Paper Trail

Writers discuss their day jobs; Garth Greenwell to teach a free class for LGBTQ fiction writers


Garth Greenwell. Photo: Bill Adams

The New York Times has announced its ten best books of 2021.

At LitHub, seven writers talk about their day jobs. Working construction, teaching high school, bartending, and being a pharmacist are among the professions represented. Social worker Rosalie Knecht explains the parallels between the two professions: “A lot about the way we understand our own lives comes from our sense of narrative and how we organize information, and for someone who is already interested in those questions and enjoys conversation, it’s a great job.”

Light Industry’s Thomas Beard has announced that he’s starting a used bookstore in one of the venue’s side rooms. Monday Night Books will be open from 6 to 10pm every Monday night beginning on December 13.

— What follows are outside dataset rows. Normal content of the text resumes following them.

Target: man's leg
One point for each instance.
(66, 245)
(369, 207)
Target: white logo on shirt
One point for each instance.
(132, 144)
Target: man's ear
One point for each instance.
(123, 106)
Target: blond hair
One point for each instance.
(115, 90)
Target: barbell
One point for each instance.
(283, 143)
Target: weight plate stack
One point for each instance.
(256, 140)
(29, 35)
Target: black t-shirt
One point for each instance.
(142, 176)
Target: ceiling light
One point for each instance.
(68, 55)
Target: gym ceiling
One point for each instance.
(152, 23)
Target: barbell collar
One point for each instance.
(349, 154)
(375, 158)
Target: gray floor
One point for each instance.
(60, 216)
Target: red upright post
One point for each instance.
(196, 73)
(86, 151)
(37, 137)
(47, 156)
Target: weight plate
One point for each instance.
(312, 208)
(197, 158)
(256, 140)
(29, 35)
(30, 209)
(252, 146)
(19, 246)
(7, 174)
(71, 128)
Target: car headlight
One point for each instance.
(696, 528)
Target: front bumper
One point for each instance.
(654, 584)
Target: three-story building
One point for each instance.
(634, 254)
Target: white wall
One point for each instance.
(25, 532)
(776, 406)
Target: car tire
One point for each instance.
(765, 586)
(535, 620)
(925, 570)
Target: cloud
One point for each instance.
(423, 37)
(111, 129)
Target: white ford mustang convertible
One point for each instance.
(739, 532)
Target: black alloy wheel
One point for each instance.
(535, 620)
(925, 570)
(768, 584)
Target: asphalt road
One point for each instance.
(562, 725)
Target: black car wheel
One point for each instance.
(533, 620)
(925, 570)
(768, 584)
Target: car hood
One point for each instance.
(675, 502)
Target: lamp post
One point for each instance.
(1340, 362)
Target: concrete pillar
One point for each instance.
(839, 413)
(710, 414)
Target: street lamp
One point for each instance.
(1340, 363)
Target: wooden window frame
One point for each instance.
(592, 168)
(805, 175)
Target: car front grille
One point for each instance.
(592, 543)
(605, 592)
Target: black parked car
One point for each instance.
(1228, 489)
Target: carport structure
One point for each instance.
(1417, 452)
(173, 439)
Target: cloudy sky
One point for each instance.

Garth Greenwell is offering a free class for LGBTQ fiction writers, hosted by the Shipman Agency. There are ten spots for the five-session class, and applications open February 7.

From Boston Review, watch a recording of a recent panel on Black life and literature featuring poet Sonia Sanchez and academics Elleza Kelley and Farah Jasmine Griffin.

For the Paris Review, Deesha Philyaw revisits Louise Meriwether’s 1970 coming-of-age novel, Daddy Was a Number Runner. Philyaw writes that the book “was the first novel I read that was bursting with history, and the best part was, it was my history. Black history beyond static, toothless narratives about Dr. Martin Luther King Jr. and Rosa Parks.”